Going back to our example, if we have a polynomial \(F\) that encodes Fibonacci numbers (so \(F(x+2) = F(x) + F(x+1)\) across \(x = \{0, 1 ... 98\}\)), then I can convince you that \(F\) actually satisfies this condition by proving that the polynomial \(P(x) =\) \(F(x+2) - F(x+1) - F(x)\) is zero over that range, by giving you the quotient:

\(H(x) = \frac{F(x+2) - F(x+1) - F(x)}{Z(x)}\)

Where \(Z(x) = (x - 0) * (x - 1) * ... * (x - 98)\).

You can calculate \(Z(x)\) yourself (ideally you would have it precomputed), check the equation, and if the check passes then \(F(x)\) satisfies the condition!

Now, step back and notice what we did here. We converted a 100-step-long computation (computing the 100th Fibonacci number) into a single equation with polynomials. Of course, proving the N'th Fibonacci number is not an especially useful task, especially since Fibonacci numbers have a closed form. But you can use exactly the same basic technique, just with some extra polynomials and some more complicated equations, to encode arbitrary computations with an arbitrarily large number of steps.

Now, if only there was a way to verify equations with polynomials that's much faster than checking each coefficient...

Polynomial commitments

And once again, it turns out that there is an answer: polynomial commitments. A polynomial commitment is best viewed as a special way to "hash" a polynomial, where the hash has the additional property that you can check equations between polynomials by checking equations between their hashes. Different polynomial commitment schemes have different properties in terms of exactly what kinds of equations you can check.

Here are some common examples of things you can do with various polynomial commitment schemes (we use \(com(P)\) to mean "the commitment to the polynomial \(P\)"):

It's worth noting that these primitives can be constructed from each other. If you can add and multiply, then you can evaluate: to prove that \(P(w) = z\), you can construct \(Q(x) = \frac{P(x) - z}{x - w}\), and the verifier can check if \(Q(x) * (x - w) + z \stackrel{?}{=} P(x)\). This works because if such a polynomial \(Q(x)\) exists, then \(P(x) - z = Q(x) * (x - w)\), which means that \(P(x) - z\) equals zero at \(w\) (as \(x - w\) equals zero at \(w\)) and so \(P(x)\) equals \(z\) at \(w\).

And if you can evaluate, you can do all kinds of checks. This is because there is a mathematical theorem that says, approximately, that if some equation involving some polynomials holds true at a randomly selected coordinate, then it almost certainly holds true for the polynomials as a whole.
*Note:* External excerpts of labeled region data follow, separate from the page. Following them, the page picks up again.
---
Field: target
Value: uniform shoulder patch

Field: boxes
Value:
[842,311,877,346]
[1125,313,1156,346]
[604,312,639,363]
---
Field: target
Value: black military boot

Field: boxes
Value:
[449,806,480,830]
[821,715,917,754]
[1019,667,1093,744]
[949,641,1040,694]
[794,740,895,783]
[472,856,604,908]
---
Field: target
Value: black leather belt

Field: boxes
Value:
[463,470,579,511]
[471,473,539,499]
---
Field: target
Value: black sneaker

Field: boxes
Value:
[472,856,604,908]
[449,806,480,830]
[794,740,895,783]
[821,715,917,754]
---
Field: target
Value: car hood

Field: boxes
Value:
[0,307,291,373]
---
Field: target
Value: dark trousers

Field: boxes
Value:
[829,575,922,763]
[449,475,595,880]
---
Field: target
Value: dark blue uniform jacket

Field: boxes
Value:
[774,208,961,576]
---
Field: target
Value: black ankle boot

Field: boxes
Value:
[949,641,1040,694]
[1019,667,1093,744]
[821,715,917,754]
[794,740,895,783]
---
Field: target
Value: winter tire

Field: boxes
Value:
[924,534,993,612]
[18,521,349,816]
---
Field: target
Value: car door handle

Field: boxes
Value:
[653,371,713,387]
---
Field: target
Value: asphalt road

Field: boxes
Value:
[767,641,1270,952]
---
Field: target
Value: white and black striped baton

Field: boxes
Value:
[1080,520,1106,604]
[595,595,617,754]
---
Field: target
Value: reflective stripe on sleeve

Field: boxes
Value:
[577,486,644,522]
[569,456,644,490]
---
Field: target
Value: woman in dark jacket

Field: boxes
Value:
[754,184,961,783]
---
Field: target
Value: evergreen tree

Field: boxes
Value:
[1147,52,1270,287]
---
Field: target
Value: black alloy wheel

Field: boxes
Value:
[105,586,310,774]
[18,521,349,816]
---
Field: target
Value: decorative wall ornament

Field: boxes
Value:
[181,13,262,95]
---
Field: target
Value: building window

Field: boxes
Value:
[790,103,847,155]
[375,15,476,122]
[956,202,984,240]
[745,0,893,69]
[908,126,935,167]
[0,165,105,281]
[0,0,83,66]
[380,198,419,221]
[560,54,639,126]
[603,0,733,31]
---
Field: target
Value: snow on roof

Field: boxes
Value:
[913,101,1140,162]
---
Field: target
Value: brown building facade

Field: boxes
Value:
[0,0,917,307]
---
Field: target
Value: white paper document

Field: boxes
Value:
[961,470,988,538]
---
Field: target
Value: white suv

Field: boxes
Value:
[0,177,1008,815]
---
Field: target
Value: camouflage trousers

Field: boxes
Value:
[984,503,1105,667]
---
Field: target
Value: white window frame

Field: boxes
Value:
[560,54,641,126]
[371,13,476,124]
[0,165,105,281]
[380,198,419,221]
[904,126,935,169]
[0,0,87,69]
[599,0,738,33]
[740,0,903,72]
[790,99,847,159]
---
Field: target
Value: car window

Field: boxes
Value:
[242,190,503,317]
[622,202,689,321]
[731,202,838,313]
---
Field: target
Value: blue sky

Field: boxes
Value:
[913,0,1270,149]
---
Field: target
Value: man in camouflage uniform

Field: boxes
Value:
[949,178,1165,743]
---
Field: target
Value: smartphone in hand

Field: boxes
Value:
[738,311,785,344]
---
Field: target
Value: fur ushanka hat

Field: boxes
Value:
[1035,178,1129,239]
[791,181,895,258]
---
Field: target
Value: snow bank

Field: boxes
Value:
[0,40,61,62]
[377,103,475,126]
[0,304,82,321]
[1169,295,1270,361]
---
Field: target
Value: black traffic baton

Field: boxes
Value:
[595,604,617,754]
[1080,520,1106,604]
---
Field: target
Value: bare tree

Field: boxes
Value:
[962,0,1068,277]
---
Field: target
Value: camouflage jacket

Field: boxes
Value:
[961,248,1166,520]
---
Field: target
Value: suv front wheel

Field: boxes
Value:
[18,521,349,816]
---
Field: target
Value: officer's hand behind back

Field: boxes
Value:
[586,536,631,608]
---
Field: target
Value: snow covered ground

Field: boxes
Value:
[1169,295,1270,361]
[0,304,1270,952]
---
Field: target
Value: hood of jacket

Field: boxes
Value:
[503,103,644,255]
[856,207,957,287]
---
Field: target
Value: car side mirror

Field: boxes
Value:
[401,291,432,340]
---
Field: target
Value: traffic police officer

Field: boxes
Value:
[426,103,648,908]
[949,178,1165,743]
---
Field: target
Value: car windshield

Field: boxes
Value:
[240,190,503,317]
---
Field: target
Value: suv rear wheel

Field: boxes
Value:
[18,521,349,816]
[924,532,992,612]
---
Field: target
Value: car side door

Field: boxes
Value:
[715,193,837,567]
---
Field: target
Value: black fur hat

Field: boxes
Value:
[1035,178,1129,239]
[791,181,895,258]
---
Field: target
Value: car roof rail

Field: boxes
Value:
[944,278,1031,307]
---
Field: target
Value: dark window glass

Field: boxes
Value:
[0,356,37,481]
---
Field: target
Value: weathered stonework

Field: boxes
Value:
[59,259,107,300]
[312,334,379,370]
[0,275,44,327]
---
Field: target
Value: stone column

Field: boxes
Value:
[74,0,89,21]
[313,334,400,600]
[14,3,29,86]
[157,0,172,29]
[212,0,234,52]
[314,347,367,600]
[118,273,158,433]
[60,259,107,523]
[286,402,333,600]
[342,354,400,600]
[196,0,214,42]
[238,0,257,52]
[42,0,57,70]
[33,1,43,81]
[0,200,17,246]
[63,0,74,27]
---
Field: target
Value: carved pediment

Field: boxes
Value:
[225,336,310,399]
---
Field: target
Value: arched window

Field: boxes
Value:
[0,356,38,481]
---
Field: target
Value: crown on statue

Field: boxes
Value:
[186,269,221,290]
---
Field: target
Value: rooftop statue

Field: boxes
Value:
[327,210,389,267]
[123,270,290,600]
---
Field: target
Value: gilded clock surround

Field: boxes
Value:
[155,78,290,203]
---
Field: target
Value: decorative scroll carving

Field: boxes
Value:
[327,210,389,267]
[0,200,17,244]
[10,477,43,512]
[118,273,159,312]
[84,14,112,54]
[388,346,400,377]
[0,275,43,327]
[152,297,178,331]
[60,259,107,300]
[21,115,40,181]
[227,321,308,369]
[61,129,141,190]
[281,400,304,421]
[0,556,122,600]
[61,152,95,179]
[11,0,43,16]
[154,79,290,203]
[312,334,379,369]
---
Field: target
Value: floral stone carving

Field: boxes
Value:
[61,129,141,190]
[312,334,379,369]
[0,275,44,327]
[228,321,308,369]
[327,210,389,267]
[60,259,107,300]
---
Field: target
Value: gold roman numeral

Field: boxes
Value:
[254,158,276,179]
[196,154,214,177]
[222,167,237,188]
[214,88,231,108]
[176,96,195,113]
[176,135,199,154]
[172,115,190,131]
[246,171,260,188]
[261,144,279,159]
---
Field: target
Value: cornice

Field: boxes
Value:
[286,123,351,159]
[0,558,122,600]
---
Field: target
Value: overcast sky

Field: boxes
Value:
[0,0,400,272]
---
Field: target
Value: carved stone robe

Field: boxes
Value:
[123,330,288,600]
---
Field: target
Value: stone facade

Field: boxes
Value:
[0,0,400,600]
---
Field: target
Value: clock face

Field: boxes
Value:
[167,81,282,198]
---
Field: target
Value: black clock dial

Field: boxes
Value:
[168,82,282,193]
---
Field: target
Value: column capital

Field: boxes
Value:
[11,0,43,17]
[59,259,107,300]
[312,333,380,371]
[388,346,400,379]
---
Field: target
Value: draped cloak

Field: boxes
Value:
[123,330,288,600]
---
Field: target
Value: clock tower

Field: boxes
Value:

So if all we have is a mechanism to prove evaluations, we can check eg. our equation \(P(x + 2) - P(x + 1) - P(x) = Z(x) * H(x)\) using an interactive game:

As I alluded to earlier, we can make this non-interactive using the Fiat-Shamir heuristic: the prover can compute r themselves by setting r = hash(com(P), com(H)) (where hash is any cryptographic hash function; it does not need any special properties). The prover cannot "cheat" by picking P and H that "fit" at that particular r but not elsewhere, because they do not know r at the time that they are picking P and H!

A quick recap so far

So, how do these fancy polynomial hashes work?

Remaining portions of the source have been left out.